Conseil constitutionnel, Décision n° 2021-821 DC du 29 juillet 2021

Le Conseil constitutionnel, par sa décision du 29 juillet 2021, s’est prononcé sur la conformité à la Constitution de la loi relative à la bioéthique. Cette loi modifie en profondeur les conditions du don de gamètes, les recherches sur l’embryon humain et les modalités d’accès aux données des donneurs. Soixante députés ont saisi le juge constitutionnel pour contester plusieurs articles relatifs à l’accès aux origines, à la recherche scientifique et à l’information prénatale. Ils invoquaient notamment une incompétence négative du législateur, une méconnaissance du principe d’égalité et une atteinte au principe de sauvegarde de la dignité humaine.
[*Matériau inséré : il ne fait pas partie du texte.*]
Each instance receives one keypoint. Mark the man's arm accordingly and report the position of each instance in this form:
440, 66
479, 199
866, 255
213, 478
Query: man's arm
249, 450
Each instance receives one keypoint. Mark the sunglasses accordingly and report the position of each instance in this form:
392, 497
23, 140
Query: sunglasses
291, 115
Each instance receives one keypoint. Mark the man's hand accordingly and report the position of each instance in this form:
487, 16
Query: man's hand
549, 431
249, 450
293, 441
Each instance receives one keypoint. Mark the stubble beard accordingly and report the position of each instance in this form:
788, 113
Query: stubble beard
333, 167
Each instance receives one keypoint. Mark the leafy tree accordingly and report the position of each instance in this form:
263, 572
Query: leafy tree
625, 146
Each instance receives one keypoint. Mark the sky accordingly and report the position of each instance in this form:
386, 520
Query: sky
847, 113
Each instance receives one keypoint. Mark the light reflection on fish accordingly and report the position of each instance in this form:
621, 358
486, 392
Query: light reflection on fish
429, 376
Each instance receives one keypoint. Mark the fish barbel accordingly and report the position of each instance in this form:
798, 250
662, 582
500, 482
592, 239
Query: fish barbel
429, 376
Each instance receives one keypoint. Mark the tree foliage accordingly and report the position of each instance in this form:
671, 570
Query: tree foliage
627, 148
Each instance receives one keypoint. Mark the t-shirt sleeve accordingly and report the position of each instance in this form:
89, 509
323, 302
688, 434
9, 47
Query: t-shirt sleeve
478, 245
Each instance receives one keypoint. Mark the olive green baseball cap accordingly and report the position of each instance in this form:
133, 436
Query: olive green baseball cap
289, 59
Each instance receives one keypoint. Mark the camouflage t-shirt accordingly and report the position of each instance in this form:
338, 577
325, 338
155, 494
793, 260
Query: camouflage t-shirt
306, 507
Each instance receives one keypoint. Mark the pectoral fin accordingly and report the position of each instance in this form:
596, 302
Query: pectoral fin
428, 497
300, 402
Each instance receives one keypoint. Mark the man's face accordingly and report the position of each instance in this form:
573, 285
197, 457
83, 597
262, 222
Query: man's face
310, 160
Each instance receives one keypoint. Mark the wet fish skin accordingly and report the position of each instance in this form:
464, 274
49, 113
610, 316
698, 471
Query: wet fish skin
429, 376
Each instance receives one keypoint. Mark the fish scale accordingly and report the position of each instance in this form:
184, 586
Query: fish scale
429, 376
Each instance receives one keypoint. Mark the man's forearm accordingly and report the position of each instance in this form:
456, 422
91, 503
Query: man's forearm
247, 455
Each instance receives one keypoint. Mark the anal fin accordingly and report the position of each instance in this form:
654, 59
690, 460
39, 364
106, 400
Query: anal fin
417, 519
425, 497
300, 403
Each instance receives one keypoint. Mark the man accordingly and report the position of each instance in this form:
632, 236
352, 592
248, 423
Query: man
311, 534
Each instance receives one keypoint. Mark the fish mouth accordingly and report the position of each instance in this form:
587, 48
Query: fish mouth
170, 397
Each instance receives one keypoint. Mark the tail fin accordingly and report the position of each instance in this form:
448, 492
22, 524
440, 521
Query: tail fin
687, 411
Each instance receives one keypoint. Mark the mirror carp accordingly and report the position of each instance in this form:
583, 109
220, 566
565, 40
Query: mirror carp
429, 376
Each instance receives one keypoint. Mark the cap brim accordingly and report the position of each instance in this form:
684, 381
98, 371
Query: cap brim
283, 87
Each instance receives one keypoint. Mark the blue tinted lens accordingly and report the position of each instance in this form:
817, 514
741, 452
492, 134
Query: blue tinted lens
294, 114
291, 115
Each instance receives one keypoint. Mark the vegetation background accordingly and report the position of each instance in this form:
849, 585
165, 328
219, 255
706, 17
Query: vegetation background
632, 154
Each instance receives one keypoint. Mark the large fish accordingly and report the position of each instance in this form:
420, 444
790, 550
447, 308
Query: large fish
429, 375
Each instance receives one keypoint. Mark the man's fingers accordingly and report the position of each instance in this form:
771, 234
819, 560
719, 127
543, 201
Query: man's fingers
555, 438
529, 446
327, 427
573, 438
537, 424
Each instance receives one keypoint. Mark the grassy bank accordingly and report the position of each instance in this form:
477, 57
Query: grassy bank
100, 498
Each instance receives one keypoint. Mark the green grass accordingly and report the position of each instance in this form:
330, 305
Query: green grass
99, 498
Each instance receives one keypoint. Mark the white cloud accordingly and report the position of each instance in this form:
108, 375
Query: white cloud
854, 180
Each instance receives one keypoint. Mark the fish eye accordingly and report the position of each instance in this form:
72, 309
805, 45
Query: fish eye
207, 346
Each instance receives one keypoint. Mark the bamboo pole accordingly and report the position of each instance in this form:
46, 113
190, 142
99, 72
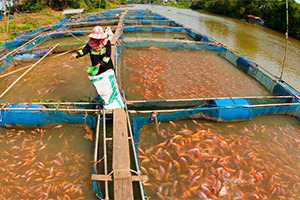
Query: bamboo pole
13, 51
105, 154
53, 109
12, 72
97, 143
67, 52
134, 153
210, 98
244, 106
27, 71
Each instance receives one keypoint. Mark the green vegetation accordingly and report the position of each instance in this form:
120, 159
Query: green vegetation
272, 11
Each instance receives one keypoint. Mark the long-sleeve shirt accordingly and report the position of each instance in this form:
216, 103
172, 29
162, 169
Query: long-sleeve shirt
101, 56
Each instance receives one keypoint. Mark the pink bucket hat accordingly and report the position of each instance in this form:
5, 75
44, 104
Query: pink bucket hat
98, 33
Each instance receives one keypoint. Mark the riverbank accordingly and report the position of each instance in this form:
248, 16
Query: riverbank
20, 22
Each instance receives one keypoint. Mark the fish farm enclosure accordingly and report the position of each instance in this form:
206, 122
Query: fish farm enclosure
200, 120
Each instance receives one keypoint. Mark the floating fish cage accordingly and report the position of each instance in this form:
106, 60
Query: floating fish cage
204, 122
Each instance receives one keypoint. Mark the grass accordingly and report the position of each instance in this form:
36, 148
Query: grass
26, 21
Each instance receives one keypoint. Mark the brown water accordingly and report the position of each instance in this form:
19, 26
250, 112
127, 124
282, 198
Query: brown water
158, 35
52, 163
53, 78
157, 73
262, 45
197, 159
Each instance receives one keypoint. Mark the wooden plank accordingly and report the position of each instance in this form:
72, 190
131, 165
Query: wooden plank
143, 178
121, 158
101, 177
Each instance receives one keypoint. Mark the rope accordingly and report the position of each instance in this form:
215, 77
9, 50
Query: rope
27, 72
286, 39
75, 37
13, 51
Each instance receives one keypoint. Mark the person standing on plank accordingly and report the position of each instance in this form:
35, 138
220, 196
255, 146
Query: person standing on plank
102, 73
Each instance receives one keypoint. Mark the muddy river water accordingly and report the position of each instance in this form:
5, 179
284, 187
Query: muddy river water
262, 45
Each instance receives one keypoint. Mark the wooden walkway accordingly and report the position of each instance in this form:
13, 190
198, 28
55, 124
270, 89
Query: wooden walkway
121, 173
122, 177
Le Conseil constitutionnel a rejeté l’ensemble des griefs formulés par les requérants en validant les dispositions relatives à la recherche embryonnaire et à l’accès aux données. Il a ainsi précisé le cadre juridique applicable aux nouvelles techniques médicales tout en rappelant les limites imposées par la dignité de la personne. La question posée était de savoir si l’élargissement des finalités de recherche et les nouvelles modalités d’accès aux informations génétiques respectaient les exigences constitutionnelles fondamentales.

I. L’encadrement constitutionnel de l’évolution des recherches scientifiques

A. La légitimation d’une finalité élargie pour la recherche embryonnaire

Le législateur a autorisé des recherches sur l’embryon humain visant à « améliorer la connaissance de la biologie humaine », au-delà des seules finalités médicales immédiates. Les requérants soutenaient que cette notion était trop imprécise et que le législateur avait ainsi méconnu l’étendue de sa compétence normative. Le Conseil constitutionnel a toutefois estimé qu’en retenant ces termes, le législateur n’avait pas commis d’erreur manifeste d’interprétation ou d’imprécision excessive.
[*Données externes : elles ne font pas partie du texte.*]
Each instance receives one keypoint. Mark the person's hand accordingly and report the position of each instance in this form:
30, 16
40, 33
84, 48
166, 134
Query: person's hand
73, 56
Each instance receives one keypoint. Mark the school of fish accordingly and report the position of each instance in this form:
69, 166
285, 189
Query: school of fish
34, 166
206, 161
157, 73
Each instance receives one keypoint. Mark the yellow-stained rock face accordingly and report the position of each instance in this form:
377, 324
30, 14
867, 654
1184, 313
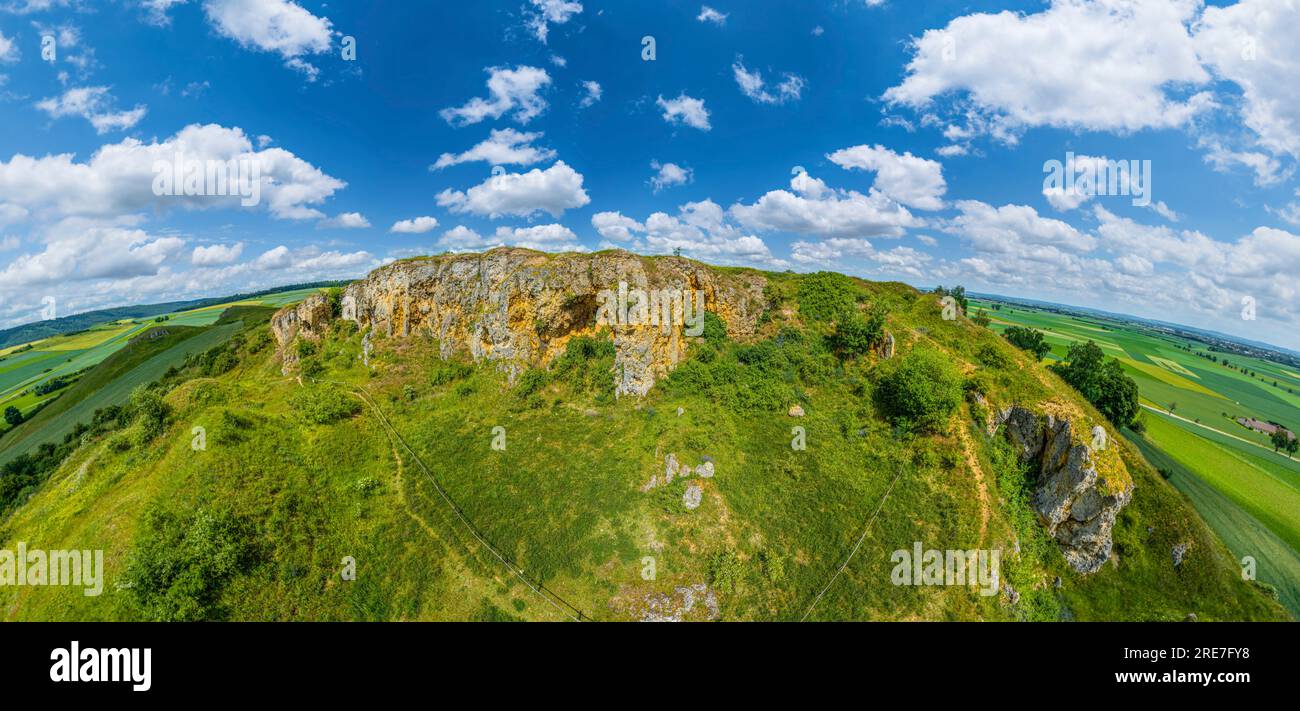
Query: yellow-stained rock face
310, 317
520, 308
Cette nouvelle finalité permet d’engager des travaux scientifiques qui ne présentent pas nécessairement un intérêt thérapeutique direct pour la médecine actuelle. Le juge rappelle que ces recherches restent soumises à l’interdiction des pratiques eugéniques, conformément au principe de « sauvegarde de la dignité de la personne humaine ». La décision souligne que le cadre législatif antérieur prévoyait déjà des garanties suffisantes pour protéger l’embryon contre toute forme d’asservissement ou de dégradation.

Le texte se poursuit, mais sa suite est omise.